Opini

Jangan Sesatkan Gurumu Karena Kefanatikanmu

Selasa, 23 Mei 2023 | 17:05 WIB

Jangan Sesatkan Gurumu Karena Kefanatikanmu

Jangan Sesatkan Gurumu Karena Kefanatikanmu (Foto: NU Online)

Semua manusia pasti memiliki seorang guru, baik guru kehidupan sehari-hari, guru di alam, di sekolah, madrasah diniyyah, kampus, dan sebagainya. Karena semua manusia dicetak melalui seorang guru. 


Guru merupakan makhluk yang juga tidak akan pernah lepas dari salah dan dosa. Kecuali para Nabi dan Rasul yang diyakini umat Islam sebagai maksum (terjaga dari kesalahan dan dosa). 


Seorang guru, seperti biasanya dalam mengajar, ia akan menularkan ilmu dan pengetahuannya kepada murid-muridnya.
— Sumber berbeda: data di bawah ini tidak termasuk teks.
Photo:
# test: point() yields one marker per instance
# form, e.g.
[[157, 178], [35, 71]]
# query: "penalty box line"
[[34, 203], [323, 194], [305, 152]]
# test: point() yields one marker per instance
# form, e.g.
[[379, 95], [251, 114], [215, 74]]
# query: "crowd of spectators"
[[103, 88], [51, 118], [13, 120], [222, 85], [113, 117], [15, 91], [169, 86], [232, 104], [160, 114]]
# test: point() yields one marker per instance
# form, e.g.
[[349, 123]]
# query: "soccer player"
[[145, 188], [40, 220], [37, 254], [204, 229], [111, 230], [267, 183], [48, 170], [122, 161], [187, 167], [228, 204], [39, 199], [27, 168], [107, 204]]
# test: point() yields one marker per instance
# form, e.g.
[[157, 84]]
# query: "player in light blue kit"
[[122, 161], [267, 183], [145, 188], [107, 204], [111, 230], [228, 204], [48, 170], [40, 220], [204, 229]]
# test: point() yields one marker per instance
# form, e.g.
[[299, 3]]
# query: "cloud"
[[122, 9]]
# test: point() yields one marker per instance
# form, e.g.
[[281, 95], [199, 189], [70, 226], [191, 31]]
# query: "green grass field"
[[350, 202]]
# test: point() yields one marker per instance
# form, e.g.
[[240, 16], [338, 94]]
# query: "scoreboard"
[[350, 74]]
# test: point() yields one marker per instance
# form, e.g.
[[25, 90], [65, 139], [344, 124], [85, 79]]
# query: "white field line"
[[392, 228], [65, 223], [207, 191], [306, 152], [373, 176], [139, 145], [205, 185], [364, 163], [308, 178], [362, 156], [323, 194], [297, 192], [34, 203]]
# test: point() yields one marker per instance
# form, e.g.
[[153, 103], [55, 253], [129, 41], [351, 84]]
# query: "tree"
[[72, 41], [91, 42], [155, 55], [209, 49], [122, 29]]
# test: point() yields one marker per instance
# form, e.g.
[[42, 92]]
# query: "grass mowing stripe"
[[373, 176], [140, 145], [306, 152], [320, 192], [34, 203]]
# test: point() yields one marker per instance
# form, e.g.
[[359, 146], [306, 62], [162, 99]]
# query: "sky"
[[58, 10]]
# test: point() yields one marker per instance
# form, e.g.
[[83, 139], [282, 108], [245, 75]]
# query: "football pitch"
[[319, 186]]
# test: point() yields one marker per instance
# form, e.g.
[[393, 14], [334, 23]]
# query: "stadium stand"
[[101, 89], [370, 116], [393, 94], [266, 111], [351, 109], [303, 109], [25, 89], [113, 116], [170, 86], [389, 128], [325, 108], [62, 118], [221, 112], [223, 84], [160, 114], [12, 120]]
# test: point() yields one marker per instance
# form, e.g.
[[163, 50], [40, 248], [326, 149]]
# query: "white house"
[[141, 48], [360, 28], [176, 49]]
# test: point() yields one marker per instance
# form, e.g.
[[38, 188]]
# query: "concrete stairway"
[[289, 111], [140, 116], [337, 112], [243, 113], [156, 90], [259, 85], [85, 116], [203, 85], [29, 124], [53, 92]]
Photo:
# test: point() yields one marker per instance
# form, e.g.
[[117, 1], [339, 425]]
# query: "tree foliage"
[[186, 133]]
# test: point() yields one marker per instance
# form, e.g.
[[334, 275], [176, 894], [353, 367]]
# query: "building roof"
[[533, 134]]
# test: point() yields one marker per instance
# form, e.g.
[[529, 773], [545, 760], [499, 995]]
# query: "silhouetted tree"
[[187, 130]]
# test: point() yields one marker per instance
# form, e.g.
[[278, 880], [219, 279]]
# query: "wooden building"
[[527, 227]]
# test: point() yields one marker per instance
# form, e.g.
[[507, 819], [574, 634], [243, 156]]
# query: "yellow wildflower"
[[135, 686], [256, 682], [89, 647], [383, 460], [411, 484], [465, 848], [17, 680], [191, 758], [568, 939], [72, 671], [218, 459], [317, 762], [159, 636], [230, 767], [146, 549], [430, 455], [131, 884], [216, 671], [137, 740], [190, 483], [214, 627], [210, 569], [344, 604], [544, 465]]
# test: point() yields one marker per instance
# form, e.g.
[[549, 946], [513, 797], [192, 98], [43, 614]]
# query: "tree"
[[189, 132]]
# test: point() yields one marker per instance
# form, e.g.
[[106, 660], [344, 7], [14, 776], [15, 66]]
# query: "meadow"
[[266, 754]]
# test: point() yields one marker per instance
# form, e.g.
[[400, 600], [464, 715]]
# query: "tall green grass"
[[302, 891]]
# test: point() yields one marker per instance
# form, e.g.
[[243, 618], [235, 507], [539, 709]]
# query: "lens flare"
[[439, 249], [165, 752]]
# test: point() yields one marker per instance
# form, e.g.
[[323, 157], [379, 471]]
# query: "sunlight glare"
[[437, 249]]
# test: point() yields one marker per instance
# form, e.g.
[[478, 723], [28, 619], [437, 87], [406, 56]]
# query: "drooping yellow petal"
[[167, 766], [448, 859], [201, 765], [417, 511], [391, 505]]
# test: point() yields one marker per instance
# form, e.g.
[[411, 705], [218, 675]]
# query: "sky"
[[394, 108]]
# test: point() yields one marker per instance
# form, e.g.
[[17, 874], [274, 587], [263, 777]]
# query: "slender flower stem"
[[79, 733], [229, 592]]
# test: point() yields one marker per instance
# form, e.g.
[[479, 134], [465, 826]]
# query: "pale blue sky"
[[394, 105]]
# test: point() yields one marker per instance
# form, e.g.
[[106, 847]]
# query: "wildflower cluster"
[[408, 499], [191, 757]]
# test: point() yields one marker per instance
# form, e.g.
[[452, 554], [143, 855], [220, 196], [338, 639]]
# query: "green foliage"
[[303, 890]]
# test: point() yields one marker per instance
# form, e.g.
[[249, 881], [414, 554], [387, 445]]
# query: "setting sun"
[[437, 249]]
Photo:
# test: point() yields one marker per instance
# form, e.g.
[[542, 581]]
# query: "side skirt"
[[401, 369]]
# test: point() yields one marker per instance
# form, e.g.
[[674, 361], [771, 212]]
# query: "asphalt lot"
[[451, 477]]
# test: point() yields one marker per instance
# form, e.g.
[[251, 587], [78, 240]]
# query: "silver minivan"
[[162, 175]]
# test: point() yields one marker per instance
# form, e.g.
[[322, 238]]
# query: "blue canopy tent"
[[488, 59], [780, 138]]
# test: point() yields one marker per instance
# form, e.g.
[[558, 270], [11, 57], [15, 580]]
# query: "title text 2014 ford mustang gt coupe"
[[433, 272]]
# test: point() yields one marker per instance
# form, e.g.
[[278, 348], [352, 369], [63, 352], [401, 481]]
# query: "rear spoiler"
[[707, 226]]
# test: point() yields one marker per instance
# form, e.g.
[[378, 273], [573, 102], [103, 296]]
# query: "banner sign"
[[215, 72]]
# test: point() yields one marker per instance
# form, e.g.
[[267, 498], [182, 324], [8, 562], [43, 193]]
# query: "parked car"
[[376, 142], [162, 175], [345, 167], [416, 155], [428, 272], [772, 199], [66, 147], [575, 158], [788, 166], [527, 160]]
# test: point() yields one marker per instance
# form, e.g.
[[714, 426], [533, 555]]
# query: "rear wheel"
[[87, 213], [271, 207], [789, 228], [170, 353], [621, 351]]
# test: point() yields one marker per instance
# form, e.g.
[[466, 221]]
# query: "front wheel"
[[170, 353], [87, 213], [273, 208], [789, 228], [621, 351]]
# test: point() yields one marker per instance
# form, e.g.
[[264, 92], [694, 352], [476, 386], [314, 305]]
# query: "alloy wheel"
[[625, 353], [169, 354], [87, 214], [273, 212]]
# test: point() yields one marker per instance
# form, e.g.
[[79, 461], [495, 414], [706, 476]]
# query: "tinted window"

Ia akan mencoba menampilkan akhlak yang baik, karena akan menjadi contoh murid-muridnya (uswatun hasanah). 


Selain itu, mereka juga akan meyakinkan muridnya dengan berbagai doktrin yang diyakini dan dipercayai oleh para guru. Sehingga guru berharap besar, murid-muridnya akan mengikutinya secara akhlak, pemikiran, dan ilmu pengetahuannya. 


Akan tetapi, sesempurnanya manusia, dan sehebat-hebatnya guru, pasti ia akan memiliki kesalahan, kekeliruan, dan bahkan ada yang sesat-menyesatkan. Lalu bagaimana sikap kita sebagai muridnya?


Seorang murid wajib mencintai para gurunya, salah satunya dengan mengingatkannya ketika salah, dan tidak mengikutinya ketika sesat dan menyesatkan. 


Akan tetapi, akhlak pelajar berbeda dengan yang lain ketika mengingatkan gurunya, ini yang membedakannya. Mungkin lebih berakhlak ketika mengingatkannya dengan bahasa lisan atau tulisan (surat) yang halus. 


Mengingatkan seseorang yang salah hukumnya wajib. Dan mengingatkan dengan cara yang baik merupakan anjuran dalam Islam dan norma di masyarakat. Sehingga yang terkesan adalah keluhuran budi, bukan caci maki, atau provokasi. 


Seorang murid yang mungkin cintanya dan takzimnya dengan guru sangat besar, dilarang membela gurunya yang sedang salah dan sesat dengan berbagai dalih, dalil, dan doktrin kefanatikan. Sehingga terkesan seperti kerbau dicucuk hidungya, akan tetap diam. 


Seandainya ada guru yang tidak shalat, atau melanggar syariat, lalu murid-muridnya beropini dengan argumen yang menyimpang, seperti mengatakan gurunya punya maksud tertentu, atau maqamnya (kedudukannya) makrifat dan hakikat. Ini harus diluruskan dan diingatkan. 


Pernyataan semacam itulah yang membuat agama menjadi rusak dan kotor. Dan seorang murid jangan menjerumuskan gurunya dengan hal seperti itu. Datangi gurunya dengan pelan-pelan, ditanya, apa maksud dan tujuan melakukan seperti itu. 


Jika ada kekeliruan, maka guru sebaiknya segera mengklarifikasi, dan jika memang sesat, maka jauhi dan jangan diikuti. Menjauhi di sini, yakni secara pemikiran bukan secara sosial. 


Jangan pernah juga menghukumi sesat atau wali, jika kita sendiri belum pernah berdialog, tabayun, berdiskusi bersama tentang permasalahan yang sedang dialami gurunya. Dikhawatirkan jika terlalu cepat memvonis, ternyata tuduhannya keliru, dan ternyata ada maksud dan tujuan yang lebih maslahat.


Maka dari itu, murid yang baik adalah yang selalu mengingatkan kebaikan, meskipun dengan gurunya. Dan mengingatkannya dengan cara yang baik, sopan santun, sesuai ajaran agama dan norma yang ada di masyarakat.